FIFA executive committee member Hani Abou-Reida (Photo: Ahram)
Ahly’s hardcore supporters (Ultras Ahlawy) have breathed a sigh of relief after foes Hani Abou-Reida and Ahmed Shobeir withdrew from the Egyptian Football Association elections on Wednesday.
The ardent fan group, which is relentlessly calling for swift justice in the notorious Port Said case, persistently demanded that the former members of the now-defunct National Democratic Party (NDP) be barred from running football in the country.
Ultras Ahlawy say this demand is part of their fight to “clean up the corrupt football system in Egypt”.
Abou-Reida, who is also an executive committee member of world governing body FIFA, was due to run for EFA president. However, his hopes were dealt a major blow after the EFA’s appeals committee disqualified him “on legal grounds” last month.
The committee said Abou-Reida was not eligible to contest the elections because he served as an EFA official for two consecutive terms.
Its decision was based on a court ruling, prompting Abou-Reida to consider filing a complaint with the Court of Arbitration for Sport (CAS) due to alleged government interference in football affairs, which is strictly prohibited by FIFA.
However, he had a change of heart.
“I decided not to take any action against the decision to disqualify me.
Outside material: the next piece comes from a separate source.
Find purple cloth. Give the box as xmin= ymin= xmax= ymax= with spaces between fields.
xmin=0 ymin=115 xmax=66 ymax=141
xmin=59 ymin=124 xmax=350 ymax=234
I had a chance to go to CAS but I will not take the matter to a non-Egyptian entity,” he said in a television interview in the late hours of Wednesday.
Shobeir, who is known for his regular attack on Ultras Ahlawy, followed suit.
“I said it from the beginning, if Abou-Reida decided to withdraw then I would withdraw,” the former Ahly keeper, who sought to become an EFA board member, said.
“Glory for the martyrs”
Describing him as one of the remnants of the dismantled regime, Ultras Ahlawy accused Abou-Reida of conspiring against Ahly in the Port Said case.
Port Said club Masry were initially banned by the EFA for two years following February's football disaster which left more than 70 Ahly fans killed following the end of an ill-tempered league game.
However, the ban was swiftly overturned by CAS because the EFA declined to send a representative to attend a hearing CAS held to look into the case. Ultras Ahlawy alleged that Abou-Reida deliberately played a role in the EFA gaffe to spare Masry, the club of his hometown, any punishments.
“Another demand is fulfilled after Abou-Reida and Shobeir withdrew from the EFA elections,” the group said on its popular Facebook page.
“Glory for the martyrs, whose death has become a turning point to end football corruption. There is no place for corrupt leaders. Glory for the martyrs!”
However, it remains to be seen whether the duo’s disqualification will be enough to convince Ultras Ahlawy to give up their demand of canceling plans to start the Egyptian Premier League this month.
New sports minister El-Amry Farouk, who has tried to act as a mediator between authorities and Ultras Ahlawy since being appointed, insisted the league would go ahead on 17 October as planned.
The fan group staged many protests, including violent ones, to underscore their intent not to let the EFA kick-start domestic football, suspended since the Port Said tragedy.
They say the culprits of the disaster must be brought to justice before any football activity is resumed.